Gelelim yavru muhalefete.
MHP’ nin hem demokrasiden söz etmesi hem de çözüm yerinin meclis olduğunu özrüne neden olarak kullanması hiç de, inandırıcı değildir. MHP: bundan sonra olacaklara vebal ortağı olmaktan başka bir anlama gelmez. Ulusal irade böyle mi savunulur? Gerçek demokrasilerin insan hak ve özgürlüğü seçilmiş bir savaş kahramanı Korgeneral Alanı hapiste bırakarak mı hakkını savunacaklar?
Neydi o altın fırsat?
Türk Ceza Kanununda yer alan ve ihtiyari-gerekirse uygulanabilecek- tutukluluk süresini olabildiğince kısaltacak (CMK’nın 100.maddesi- yasa teklifi Oktay Ekşi tarafından Meclise sunulacak yasa teklifiydi. Yıllardır tutuklu bulunan pek çok aydını, pek çok gazeteciyi ve siyasi liderleri kapsayan ve tutukluluk süresini adeta hükümlülük haline getiren bir madde değişikliyle dört yıla yakın süredir suçlulukları kanıtlanamamış özel yetkili mahkeme ve özel yetkili savcıların yetkilerini acımasızca kullanmalarını önleyecek ve ülkeye huzur ve istikrar getirecek bir girişimdi bu.CHP şimdi yakındığı bir zamanlar davetlerini kabul etmediği Cumhurbaşkanının insafına sığınmakta. Ne hazin değil mi? Atatürk vbe İsmet Paşanın Ecevitin partisi bakın ne halde?
Düşünün, İP genel başkanı Doğu Perinçek,Yeni Parti genel başkanı ve gazeteci Tuncay Özkan ve Hasdal’da ,KCK davasında hüküm giymemiş ama Diyarbakır’da tutuklu pek çok insanı özgürlüklerine kavuşturacak en azından yargı süresinin sonuçlanmasına dek onları demir parmaklıkların ardından kurtarmak kuşkusuz sadece seçilmiş milletvekilini değil, ayni zamanda rejime sürülen kara lekeyi de silebilecekti.

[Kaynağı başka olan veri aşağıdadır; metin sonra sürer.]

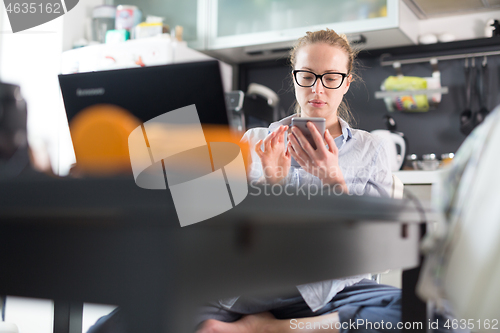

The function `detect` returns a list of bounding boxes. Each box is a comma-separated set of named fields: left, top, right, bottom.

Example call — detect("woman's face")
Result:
left=293, top=43, right=351, bottom=120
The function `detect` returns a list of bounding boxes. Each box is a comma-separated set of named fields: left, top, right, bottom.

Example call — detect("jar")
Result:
left=441, top=153, right=455, bottom=166
left=92, top=5, right=116, bottom=43
left=406, top=154, right=419, bottom=170
left=420, top=153, right=440, bottom=171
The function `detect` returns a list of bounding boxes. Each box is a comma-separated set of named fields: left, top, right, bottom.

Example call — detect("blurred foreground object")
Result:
left=418, top=105, right=500, bottom=322
left=127, top=105, right=249, bottom=227
left=70, top=104, right=250, bottom=180
left=70, top=104, right=141, bottom=175
left=0, top=322, right=18, bottom=333
left=0, top=82, right=28, bottom=179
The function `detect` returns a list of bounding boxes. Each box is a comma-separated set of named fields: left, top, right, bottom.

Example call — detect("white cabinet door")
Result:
left=208, top=0, right=405, bottom=49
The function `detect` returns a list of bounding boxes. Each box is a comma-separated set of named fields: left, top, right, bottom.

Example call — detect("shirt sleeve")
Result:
left=364, top=137, right=394, bottom=198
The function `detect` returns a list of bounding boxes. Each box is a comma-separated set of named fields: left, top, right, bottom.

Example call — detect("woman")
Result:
left=196, top=29, right=400, bottom=333
left=244, top=29, right=392, bottom=198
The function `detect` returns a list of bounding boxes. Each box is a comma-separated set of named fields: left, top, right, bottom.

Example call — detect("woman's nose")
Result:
left=312, top=78, right=324, bottom=94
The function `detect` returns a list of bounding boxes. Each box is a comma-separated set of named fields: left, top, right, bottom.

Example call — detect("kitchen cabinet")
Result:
left=213, top=0, right=388, bottom=43
left=112, top=0, right=418, bottom=63
left=204, top=0, right=418, bottom=63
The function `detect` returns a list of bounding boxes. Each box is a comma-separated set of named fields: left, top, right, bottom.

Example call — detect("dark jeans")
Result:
left=197, top=279, right=402, bottom=333
left=88, top=279, right=458, bottom=333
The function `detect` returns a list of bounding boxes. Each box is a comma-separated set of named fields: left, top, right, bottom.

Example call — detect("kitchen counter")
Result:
left=394, top=169, right=445, bottom=185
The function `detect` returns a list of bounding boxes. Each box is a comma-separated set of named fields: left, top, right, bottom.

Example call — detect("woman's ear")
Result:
left=345, top=74, right=352, bottom=88
left=342, top=74, right=352, bottom=95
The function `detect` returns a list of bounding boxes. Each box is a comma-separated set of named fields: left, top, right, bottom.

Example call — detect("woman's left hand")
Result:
left=288, top=122, right=349, bottom=194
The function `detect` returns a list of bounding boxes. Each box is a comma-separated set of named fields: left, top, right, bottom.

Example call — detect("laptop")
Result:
left=59, top=60, right=229, bottom=126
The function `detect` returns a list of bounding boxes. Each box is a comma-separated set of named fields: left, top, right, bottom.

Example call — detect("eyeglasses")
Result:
left=292, top=70, right=348, bottom=89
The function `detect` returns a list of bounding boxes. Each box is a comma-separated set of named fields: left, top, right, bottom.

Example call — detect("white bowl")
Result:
left=438, top=32, right=455, bottom=43
left=418, top=34, right=438, bottom=44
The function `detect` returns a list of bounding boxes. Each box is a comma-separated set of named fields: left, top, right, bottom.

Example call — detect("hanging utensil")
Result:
left=384, top=114, right=397, bottom=131
left=460, top=58, right=476, bottom=136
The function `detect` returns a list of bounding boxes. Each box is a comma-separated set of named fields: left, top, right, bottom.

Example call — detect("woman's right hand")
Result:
left=255, top=125, right=291, bottom=184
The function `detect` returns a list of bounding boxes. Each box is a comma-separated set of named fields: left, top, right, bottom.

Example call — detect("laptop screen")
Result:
left=58, top=60, right=229, bottom=126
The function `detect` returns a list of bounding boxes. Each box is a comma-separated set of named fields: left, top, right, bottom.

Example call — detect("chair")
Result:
left=418, top=105, right=500, bottom=321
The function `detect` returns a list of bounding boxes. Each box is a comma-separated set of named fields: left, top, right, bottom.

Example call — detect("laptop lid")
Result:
left=58, top=60, right=229, bottom=126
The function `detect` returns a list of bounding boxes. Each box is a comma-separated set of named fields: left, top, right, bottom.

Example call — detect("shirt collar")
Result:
left=338, top=117, right=353, bottom=143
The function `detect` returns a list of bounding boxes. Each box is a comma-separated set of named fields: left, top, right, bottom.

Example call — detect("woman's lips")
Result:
left=309, top=100, right=326, bottom=107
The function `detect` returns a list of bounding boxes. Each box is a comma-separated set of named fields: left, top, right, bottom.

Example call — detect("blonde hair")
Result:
left=290, top=28, right=358, bottom=125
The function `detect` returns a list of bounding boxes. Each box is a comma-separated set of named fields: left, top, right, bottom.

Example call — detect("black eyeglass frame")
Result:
left=292, top=70, right=349, bottom=89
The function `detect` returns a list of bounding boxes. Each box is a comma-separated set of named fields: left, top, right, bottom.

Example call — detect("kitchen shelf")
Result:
left=380, top=50, right=500, bottom=67
left=375, top=87, right=448, bottom=99
left=358, top=36, right=500, bottom=59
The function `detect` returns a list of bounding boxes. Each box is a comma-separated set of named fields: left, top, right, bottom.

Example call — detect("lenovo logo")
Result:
left=76, top=88, right=105, bottom=97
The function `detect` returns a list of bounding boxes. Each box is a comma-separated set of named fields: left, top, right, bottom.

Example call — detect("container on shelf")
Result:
left=115, top=5, right=142, bottom=33
left=92, top=5, right=116, bottom=43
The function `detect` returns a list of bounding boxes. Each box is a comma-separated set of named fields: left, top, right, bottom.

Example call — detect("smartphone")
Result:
left=291, top=117, right=326, bottom=149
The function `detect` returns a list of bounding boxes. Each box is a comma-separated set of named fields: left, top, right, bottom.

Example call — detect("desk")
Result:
left=0, top=176, right=426, bottom=332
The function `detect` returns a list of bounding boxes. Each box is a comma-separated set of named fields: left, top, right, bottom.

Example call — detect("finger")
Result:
left=289, top=132, right=310, bottom=164
left=254, top=139, right=264, bottom=158
left=271, top=126, right=283, bottom=146
left=291, top=127, right=315, bottom=158
left=263, top=131, right=275, bottom=150
left=325, top=129, right=338, bottom=154
left=288, top=142, right=305, bottom=166
left=277, top=125, right=288, bottom=144
left=289, top=146, right=309, bottom=170
left=307, top=122, right=327, bottom=152
left=284, top=142, right=292, bottom=162
left=270, top=127, right=279, bottom=146
left=284, top=145, right=291, bottom=158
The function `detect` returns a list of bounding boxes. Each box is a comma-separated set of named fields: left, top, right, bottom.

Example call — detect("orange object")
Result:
left=70, top=104, right=141, bottom=175
left=70, top=105, right=250, bottom=177
left=201, top=124, right=250, bottom=172
left=135, top=56, right=145, bottom=67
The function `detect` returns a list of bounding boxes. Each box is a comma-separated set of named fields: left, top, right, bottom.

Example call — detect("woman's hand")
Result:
left=255, top=125, right=291, bottom=184
left=288, top=122, right=349, bottom=194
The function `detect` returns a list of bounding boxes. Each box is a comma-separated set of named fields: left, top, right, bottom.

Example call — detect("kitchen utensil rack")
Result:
left=375, top=87, right=448, bottom=99
left=375, top=58, right=448, bottom=106
left=380, top=49, right=500, bottom=66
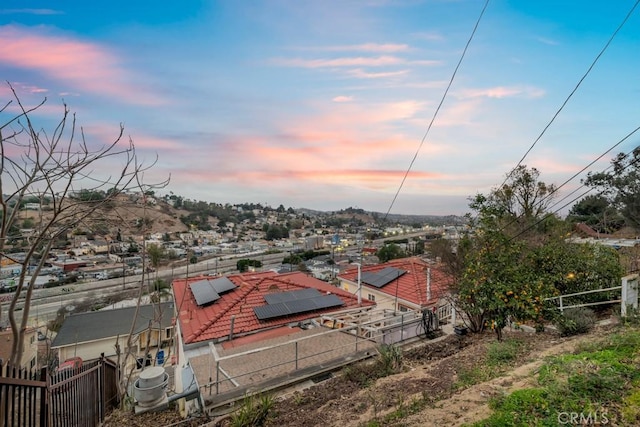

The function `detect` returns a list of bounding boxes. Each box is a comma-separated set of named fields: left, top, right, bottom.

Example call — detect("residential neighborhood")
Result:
left=2, top=182, right=640, bottom=426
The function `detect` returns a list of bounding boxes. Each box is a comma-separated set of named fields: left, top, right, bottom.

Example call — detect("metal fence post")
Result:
left=355, top=329, right=359, bottom=352
left=295, top=342, right=298, bottom=370
left=559, top=296, right=564, bottom=313
left=215, top=361, right=220, bottom=395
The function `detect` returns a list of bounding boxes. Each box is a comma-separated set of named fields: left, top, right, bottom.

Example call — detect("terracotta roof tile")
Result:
left=173, top=271, right=373, bottom=345
left=338, top=257, right=452, bottom=307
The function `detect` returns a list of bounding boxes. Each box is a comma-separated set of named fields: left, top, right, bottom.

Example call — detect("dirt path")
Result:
left=266, top=324, right=616, bottom=427
left=398, top=334, right=588, bottom=427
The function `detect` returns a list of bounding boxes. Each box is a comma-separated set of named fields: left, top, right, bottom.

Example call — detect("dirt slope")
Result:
left=265, top=324, right=616, bottom=427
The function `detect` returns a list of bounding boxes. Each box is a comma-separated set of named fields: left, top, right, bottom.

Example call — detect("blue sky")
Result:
left=1, top=1, right=639, bottom=215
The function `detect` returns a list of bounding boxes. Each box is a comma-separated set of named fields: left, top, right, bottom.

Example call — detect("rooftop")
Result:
left=52, top=302, right=174, bottom=348
left=338, top=257, right=452, bottom=307
left=172, top=271, right=373, bottom=345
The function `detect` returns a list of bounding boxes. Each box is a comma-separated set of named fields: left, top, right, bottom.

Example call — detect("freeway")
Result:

AKP bu kendisi için başarılı geçen seçimi böylelikle taçlandırma olanağını da bulacaktı.Demokrasi ve parlamento kazanacaktı. Ya kararlı tutumla Meclisi toptan terk eder ve AKP ‘yi seçime zorlarsınız, ya altından kalkamayacağınız işe bulaşmazsınız. Türkiye’de hemen çoğu kimse yargı erkine olan güvenini hala korumak amacıyla “bekleyelim yargı çözer.” Düşüncesiyle susmaktadır.
Bu ne kadar sürecek?
Belki beş yıl belki de on yıl. Hangi tutuklu ailesi, onun çocukları, onların torunları, babalarının ya da dedelerinin haklarında verilmiş mahkumiyet kararı olmadan bunca yıl sürecek ayrılıklarına dayanabilecek, nasıl onlar kadar sabredebilecektir?

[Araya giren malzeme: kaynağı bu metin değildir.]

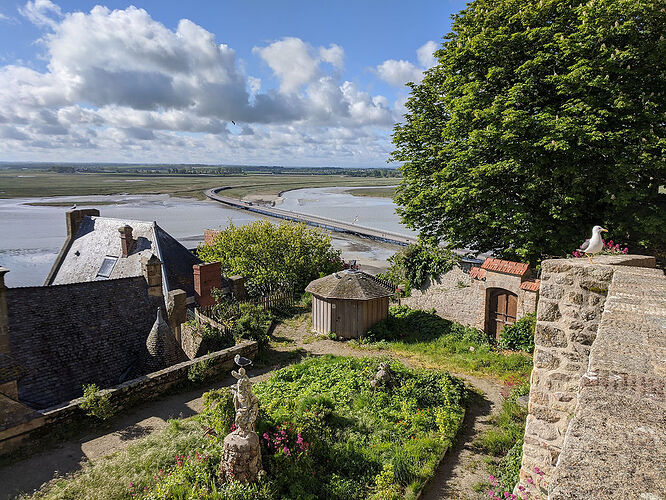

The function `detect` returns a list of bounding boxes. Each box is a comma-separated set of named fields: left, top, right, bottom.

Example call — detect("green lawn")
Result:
left=351, top=306, right=533, bottom=381
left=0, top=170, right=397, bottom=200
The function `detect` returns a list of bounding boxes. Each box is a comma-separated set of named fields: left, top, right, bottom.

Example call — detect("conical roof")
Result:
left=145, top=308, right=180, bottom=372
left=305, top=270, right=394, bottom=300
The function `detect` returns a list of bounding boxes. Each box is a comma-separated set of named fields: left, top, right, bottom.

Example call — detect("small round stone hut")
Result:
left=305, top=269, right=394, bottom=339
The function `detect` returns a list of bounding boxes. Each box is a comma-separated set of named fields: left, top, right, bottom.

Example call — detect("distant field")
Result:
left=344, top=186, right=396, bottom=198
left=0, top=170, right=397, bottom=200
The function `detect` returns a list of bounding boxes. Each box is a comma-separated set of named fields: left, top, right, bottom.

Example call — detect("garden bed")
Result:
left=29, top=356, right=467, bottom=500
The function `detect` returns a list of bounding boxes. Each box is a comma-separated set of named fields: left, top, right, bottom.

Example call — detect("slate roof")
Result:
left=47, top=216, right=202, bottom=297
left=7, top=277, right=164, bottom=410
left=0, top=353, right=24, bottom=385
left=481, top=258, right=530, bottom=277
left=305, top=270, right=394, bottom=300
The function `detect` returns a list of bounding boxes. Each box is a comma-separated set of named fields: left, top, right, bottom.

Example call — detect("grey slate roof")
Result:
left=305, top=270, right=394, bottom=300
left=7, top=277, right=164, bottom=409
left=48, top=216, right=201, bottom=297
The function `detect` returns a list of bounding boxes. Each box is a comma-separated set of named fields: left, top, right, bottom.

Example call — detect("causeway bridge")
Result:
left=204, top=187, right=416, bottom=246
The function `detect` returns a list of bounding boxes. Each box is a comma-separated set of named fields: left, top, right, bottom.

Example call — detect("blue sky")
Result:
left=0, top=0, right=467, bottom=166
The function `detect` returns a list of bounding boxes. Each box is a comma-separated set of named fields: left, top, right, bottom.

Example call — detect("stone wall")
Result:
left=0, top=340, right=258, bottom=457
left=403, top=265, right=487, bottom=329
left=518, top=254, right=661, bottom=497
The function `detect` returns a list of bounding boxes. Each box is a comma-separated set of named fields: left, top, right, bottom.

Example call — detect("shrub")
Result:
left=231, top=302, right=272, bottom=349
left=187, top=357, right=217, bottom=384
left=379, top=241, right=458, bottom=291
left=196, top=220, right=343, bottom=296
left=199, top=388, right=235, bottom=437
left=499, top=313, right=536, bottom=353
left=185, top=319, right=235, bottom=354
left=80, top=383, right=116, bottom=421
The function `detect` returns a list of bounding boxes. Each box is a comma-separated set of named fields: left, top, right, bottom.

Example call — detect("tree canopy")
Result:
left=197, top=220, right=343, bottom=296
left=392, top=0, right=665, bottom=262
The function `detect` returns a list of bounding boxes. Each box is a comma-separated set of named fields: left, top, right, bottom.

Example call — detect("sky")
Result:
left=0, top=0, right=467, bottom=167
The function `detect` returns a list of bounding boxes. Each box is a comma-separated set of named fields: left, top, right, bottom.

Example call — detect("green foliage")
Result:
left=231, top=302, right=272, bottom=349
left=358, top=306, right=533, bottom=380
left=196, top=221, right=343, bottom=296
left=476, top=376, right=530, bottom=492
left=199, top=388, right=236, bottom=437
left=379, top=241, right=457, bottom=291
left=79, top=384, right=116, bottom=421
left=499, top=313, right=536, bottom=353
left=187, top=357, right=217, bottom=384
left=392, top=0, right=666, bottom=262
left=185, top=319, right=235, bottom=353
left=199, top=356, right=467, bottom=499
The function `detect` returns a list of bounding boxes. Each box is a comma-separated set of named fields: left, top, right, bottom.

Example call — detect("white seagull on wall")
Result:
left=579, top=225, right=608, bottom=263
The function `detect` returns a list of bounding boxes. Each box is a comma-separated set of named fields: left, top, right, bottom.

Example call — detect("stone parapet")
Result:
left=518, top=255, right=663, bottom=498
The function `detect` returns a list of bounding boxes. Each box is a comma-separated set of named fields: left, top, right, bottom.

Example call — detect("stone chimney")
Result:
left=141, top=254, right=163, bottom=297
left=167, top=289, right=187, bottom=345
left=119, top=225, right=135, bottom=257
left=66, top=208, right=100, bottom=239
left=193, top=262, right=222, bottom=308
left=228, top=275, right=247, bottom=301
left=145, top=308, right=181, bottom=372
left=0, top=268, right=23, bottom=400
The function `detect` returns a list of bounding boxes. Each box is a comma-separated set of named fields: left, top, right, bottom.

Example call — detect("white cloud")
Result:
left=0, top=2, right=401, bottom=165
left=417, top=40, right=438, bottom=68
left=376, top=40, right=438, bottom=87
left=19, top=0, right=62, bottom=28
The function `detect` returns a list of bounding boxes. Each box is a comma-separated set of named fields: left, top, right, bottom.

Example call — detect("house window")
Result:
left=97, top=256, right=118, bottom=278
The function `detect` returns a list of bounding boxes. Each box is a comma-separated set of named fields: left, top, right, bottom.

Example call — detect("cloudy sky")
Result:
left=0, top=0, right=465, bottom=166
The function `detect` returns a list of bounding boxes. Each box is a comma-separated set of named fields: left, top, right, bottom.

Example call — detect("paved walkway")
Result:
left=0, top=316, right=504, bottom=499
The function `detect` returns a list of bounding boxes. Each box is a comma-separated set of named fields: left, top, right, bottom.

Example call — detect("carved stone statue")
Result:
left=219, top=362, right=263, bottom=483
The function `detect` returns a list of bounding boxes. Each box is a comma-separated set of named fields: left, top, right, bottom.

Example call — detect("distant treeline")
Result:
left=0, top=163, right=400, bottom=177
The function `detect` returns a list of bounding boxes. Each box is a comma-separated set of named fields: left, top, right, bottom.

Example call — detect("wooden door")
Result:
left=488, top=289, right=518, bottom=339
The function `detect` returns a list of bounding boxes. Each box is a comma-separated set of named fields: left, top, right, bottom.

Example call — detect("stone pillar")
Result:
left=141, top=254, right=163, bottom=297
left=167, top=289, right=187, bottom=345
left=518, top=255, right=656, bottom=493
left=193, top=262, right=221, bottom=308
left=65, top=208, right=100, bottom=239
left=0, top=268, right=21, bottom=400
left=228, top=275, right=247, bottom=301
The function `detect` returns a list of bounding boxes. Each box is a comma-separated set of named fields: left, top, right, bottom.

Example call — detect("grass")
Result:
left=343, top=186, right=396, bottom=198
left=28, top=356, right=468, bottom=500
left=0, top=169, right=397, bottom=200
left=351, top=306, right=533, bottom=381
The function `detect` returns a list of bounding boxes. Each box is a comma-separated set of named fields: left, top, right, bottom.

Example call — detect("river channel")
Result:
left=0, top=187, right=411, bottom=287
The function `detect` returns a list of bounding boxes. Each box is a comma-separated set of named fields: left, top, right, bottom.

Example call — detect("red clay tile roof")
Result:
left=481, top=258, right=530, bottom=277
left=520, top=279, right=541, bottom=292
left=470, top=267, right=487, bottom=280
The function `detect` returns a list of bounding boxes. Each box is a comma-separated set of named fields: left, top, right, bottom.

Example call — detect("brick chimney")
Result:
left=193, top=262, right=221, bottom=308
left=66, top=208, right=100, bottom=239
left=141, top=254, right=163, bottom=297
left=119, top=225, right=135, bottom=257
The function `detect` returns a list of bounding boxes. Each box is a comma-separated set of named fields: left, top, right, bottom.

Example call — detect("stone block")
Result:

Batı dünyası bunu AİHM ‘nin bu konudaki ilke kararlarından pek ala biliyor ve “bu nasıl demokrasi, bu nasıl özgürlük anlayışı?”diyerek kıs, kıs halimize gülüyor. “ diye uyarı bile yapmıyor. ABD de ise sessiz. “ Nasıl olsa iç savaş başlayacak, sonra da bölünme başlayacak!” diyerek ellerini ovuşturuyorlar ve zamanını bekliyorlar.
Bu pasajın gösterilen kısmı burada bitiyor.